A further 10 per cent is required after three months and another after six months. A further 20 per cent is due as building progresses. The final 50 per cent, Dh312,500, is payable upon completion – for which the buyer is likely to be able to get a mortgage, which would require a deposit of Dh78,125.
In comparison, on Dubizzle a slightly smaller, already built 989-square foot studio apartment in Executive Towers in Business Bay is on the market for Dh1,485,000.
Under the UAE’s recently introduced mortgage rules, an expatriate wanting a mortgage on that property would have to pay a deposit of 25 per cent of the value – Dh371,250 – and then he could get a mortgage for the remaining Dh1,113,750.
For properties costing more than Dh5m the numbers become even more unattractive, as expatriate buyers are required to put down a 35 per cent deposit, rising to 40 per cent if the property is a second home.
The Dubai Land Department yesterday said that Dh35 billion had been invested in the emirate’s real-estate sector in the first quarter of this year, a 57 per cent rise on the same period last year.
Speculation on off-plan property sales was one of the elements blamed for fuelling the Dubai property bubble that burst dramatically in 2008.
As property prices rocketed, speculators turned to “flipping” off-plan homes by putting down small deposits on houses that were little more than a hole in the ground and an illustration in a fancy brochure, and then selling the contract on for a quick profit, inflating prices even further.
The practice has prompted companies such as Emaar to attempt to curb speculation by saying it would refuse to transfer the names on purchase agreements until buyers had paid up to 40 per cent of the value of the home.
But brokers say that speculators have been getting around the new restrictions by drawing up their own agreements to sell, regardless of the required contractual milestones.
“The risk with this market situation, with developers selling out phases in short periods, is that once they have sold, they then have the finance to move on to other projects and the development pipeline increases,” Mr Green said. “The risk is that developers can escalate the pipeline quickly to a situation where there is an oversupply, and that is when you could see another correction.”
According to CBRE research, Dubai developers are building 17,000 homes that are expected to be completed this year, while a further 65,000 are planned to be ready over the next four years.
Emaar first marketed 188 homes at its Mira Oasis scheme last April on a first-come-first-served basis at prices starting from Dh988,888. The sale attracted crowds of more than 400 people, which became unruly and eventually police were called to restore order at the event.
Meanwhile, a UAE investment bank said yesterday that given the recent surge in property prices about 17 per cent of the potential expatriate buyers had been priced out of the market with a further 16 per cent at risk of no longer being able to afford a mortgage.

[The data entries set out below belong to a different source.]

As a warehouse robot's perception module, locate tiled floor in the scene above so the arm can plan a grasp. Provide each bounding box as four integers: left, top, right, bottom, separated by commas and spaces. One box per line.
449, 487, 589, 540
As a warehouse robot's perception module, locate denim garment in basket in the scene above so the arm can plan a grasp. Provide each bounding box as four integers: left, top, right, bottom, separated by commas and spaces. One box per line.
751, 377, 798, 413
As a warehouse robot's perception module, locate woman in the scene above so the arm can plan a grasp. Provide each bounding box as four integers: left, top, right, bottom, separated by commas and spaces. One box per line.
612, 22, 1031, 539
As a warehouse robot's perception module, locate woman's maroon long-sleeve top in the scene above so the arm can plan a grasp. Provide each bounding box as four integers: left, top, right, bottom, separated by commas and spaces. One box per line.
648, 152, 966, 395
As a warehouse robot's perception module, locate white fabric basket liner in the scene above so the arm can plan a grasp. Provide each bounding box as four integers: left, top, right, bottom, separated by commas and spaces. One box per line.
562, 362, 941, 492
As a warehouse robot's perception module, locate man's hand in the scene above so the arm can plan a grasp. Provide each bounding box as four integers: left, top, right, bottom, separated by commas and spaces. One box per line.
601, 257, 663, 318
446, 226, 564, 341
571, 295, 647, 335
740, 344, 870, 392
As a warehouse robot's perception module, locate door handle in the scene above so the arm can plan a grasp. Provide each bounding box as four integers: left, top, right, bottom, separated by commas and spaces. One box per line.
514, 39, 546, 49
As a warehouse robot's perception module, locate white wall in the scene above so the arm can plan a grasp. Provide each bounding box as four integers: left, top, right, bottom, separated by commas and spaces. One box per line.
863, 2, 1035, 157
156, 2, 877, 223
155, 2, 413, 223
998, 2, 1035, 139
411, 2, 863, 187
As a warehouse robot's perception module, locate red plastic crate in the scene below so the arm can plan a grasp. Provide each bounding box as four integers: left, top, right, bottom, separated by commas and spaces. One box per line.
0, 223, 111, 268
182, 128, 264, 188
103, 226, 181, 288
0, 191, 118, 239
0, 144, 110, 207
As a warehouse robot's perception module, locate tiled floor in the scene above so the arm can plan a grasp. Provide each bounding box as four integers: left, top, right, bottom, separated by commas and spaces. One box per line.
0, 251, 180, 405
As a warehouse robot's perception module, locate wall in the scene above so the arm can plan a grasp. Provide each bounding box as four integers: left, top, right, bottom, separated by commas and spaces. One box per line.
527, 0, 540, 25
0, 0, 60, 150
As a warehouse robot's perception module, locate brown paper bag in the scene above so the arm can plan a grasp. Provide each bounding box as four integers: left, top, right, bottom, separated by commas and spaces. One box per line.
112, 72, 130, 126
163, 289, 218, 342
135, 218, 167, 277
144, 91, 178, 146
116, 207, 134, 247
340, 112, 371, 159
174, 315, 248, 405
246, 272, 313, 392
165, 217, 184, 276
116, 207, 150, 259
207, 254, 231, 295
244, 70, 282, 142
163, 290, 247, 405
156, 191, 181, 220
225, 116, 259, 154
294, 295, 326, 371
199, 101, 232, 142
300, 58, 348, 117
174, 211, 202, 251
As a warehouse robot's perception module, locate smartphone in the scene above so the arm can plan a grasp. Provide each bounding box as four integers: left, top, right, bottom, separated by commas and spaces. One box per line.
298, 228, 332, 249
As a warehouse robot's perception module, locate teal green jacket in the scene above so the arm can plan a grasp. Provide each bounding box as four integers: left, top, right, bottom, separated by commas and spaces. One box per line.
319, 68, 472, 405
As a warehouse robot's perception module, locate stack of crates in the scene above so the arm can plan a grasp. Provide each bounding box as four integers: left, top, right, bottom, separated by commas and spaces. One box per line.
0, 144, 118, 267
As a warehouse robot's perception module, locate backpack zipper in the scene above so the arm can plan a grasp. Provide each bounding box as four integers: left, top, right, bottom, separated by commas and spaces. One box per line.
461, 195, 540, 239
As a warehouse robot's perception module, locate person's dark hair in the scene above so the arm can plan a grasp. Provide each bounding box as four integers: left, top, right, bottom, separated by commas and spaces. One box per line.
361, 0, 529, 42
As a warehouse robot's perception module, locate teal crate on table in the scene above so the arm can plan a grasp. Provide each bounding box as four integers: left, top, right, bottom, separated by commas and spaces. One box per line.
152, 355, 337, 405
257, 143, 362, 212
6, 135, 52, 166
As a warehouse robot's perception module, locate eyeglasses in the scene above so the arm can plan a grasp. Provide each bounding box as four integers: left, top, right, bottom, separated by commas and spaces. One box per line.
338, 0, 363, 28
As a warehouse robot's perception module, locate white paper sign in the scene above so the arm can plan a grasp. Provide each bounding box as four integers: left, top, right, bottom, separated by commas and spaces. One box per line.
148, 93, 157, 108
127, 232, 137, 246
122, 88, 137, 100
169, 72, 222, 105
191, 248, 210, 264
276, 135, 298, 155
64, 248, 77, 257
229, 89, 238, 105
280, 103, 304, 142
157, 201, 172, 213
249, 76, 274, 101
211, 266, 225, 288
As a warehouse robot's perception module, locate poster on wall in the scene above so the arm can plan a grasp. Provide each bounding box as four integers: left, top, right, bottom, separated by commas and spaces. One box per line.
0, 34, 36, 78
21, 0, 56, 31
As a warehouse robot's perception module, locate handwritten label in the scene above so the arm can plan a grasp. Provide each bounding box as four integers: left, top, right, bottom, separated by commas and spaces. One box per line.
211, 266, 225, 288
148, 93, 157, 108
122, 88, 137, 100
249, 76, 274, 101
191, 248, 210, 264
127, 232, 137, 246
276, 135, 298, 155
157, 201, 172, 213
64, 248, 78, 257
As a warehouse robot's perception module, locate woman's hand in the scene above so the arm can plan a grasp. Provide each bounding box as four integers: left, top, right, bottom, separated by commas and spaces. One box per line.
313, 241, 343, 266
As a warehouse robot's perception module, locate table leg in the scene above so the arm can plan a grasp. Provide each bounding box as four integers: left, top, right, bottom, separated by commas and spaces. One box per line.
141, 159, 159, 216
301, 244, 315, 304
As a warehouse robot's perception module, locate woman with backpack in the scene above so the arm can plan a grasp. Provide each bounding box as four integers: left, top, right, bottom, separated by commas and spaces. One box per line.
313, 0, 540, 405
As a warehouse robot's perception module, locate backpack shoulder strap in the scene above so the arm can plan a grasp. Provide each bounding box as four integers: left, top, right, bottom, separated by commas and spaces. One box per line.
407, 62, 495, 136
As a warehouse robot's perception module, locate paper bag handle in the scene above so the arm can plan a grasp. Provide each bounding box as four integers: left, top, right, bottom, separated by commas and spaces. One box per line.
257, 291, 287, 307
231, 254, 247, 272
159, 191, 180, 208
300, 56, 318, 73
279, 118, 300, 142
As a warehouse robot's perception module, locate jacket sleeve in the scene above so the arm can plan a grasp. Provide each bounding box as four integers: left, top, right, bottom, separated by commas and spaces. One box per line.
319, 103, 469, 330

“Six out of 10 residential transactions being concluded today involve cash rather than home finance. Five out of 10 transactions involve foreign buyers,” Arqaam Capital said.
“We find that much of the YTD price appreciation in prime apartment units is a function of foreign interest in UAE residential assets, due to perceived appeal in terms of capital preservation and yields.
“This has had the effect of pricing out a portion of the resident population interested in home ownership, but will also continue to absorb supply in 2014.
“A retracement in foreign demand will likely spur some slowdown in price evolution by 2015.”